Interior is excellent, and this "private purchase" example has a leather liner with an olive brown colored skullcap, very much like officer pickelhaube helmets from the first world war era and before. The leather is supple and shows only light age and is completely unmarked, but seems to be around a size 56 / 7 US. The skull cap has a lovely color, and the wire supports are fully intact. Vents are in perfect condition, and are the type without any sliding closure. There was originally orange red foam rubber padding going around the interior under the sweatband, however it has completely deteriorated and crumbled, as that specific type virtually always does.

There is not any maker marking that we can find on the interior of the helmet, so it is most likely a bespoke example. In fantastic condition, this is definitely a great collector's opportunity that will not be repeated anytime soon. The included carry case is also in very good condition, with an intact leather carry / closure strap, and measures approximately 10 1/2" x 9" x 7"H.
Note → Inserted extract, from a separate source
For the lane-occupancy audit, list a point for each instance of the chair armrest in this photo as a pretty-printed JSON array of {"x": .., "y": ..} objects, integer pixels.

A fantastic German WWII Police Tschako offering, ready to display!

History of the shako-
The word shako originated from the Hungarian name csákós süveg ("peaked cap"), which was a part of the uniform of the Hungarian hussar of the 18th century. Other spellings include chako, czako, schako and tschako.
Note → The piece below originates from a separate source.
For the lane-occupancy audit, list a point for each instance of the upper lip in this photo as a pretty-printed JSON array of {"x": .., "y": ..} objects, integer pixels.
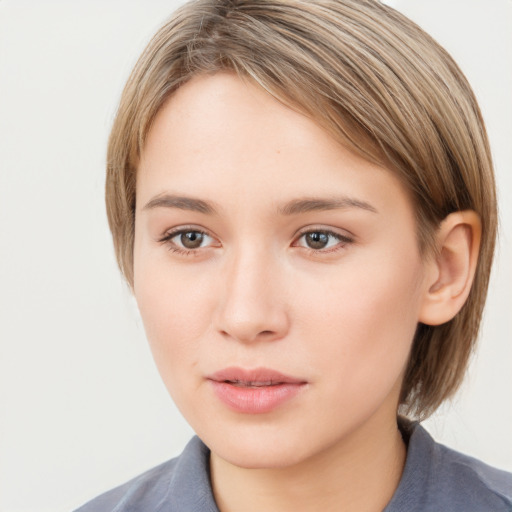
[{"x": 256, "y": 376}]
From 1800 on the shako became a common military headdress, worn by the majority of regiments in the armies of Europe and the Americas. Replacing in most instances the light bicorne, the shako was initially considered an improvement. Made of heavy felt and leather, it retained its shape and provided some protection for the soldier's skull, while its visor shaded his eyes. The shako retained this pre-eminence until the mid-19th century, when spiked helmets began to appear in the armies of the various German States, and the more practical kepi replaced it for all but parade wear in the French Army. The Imperial Russian Army substituted a spiked helmet for the shako in 1844-45 but returned to the latter headdress in 1855, before adopting a form of kepi in 1864. Following the Franco-Prussian War of 1870, military fashions changed and cloth or leather helmets based on the German headdress began to supersede the shako in many armies.

Although the mid-nineteenth century shako was impressive in appearance and added to the height of the wearer, it was also heavy and by itself provided little protection against bad weather as most models were made of cloth or felt material over a leather body and peak. Many armies countered this by utilizing specially designed oilskin covers to protect the shako and the wearer from heavy rain while on campaign. The shako provided little protection from enemy action as the most it could offer was in giving partial shielding of the skull from enemy cavalry sabers.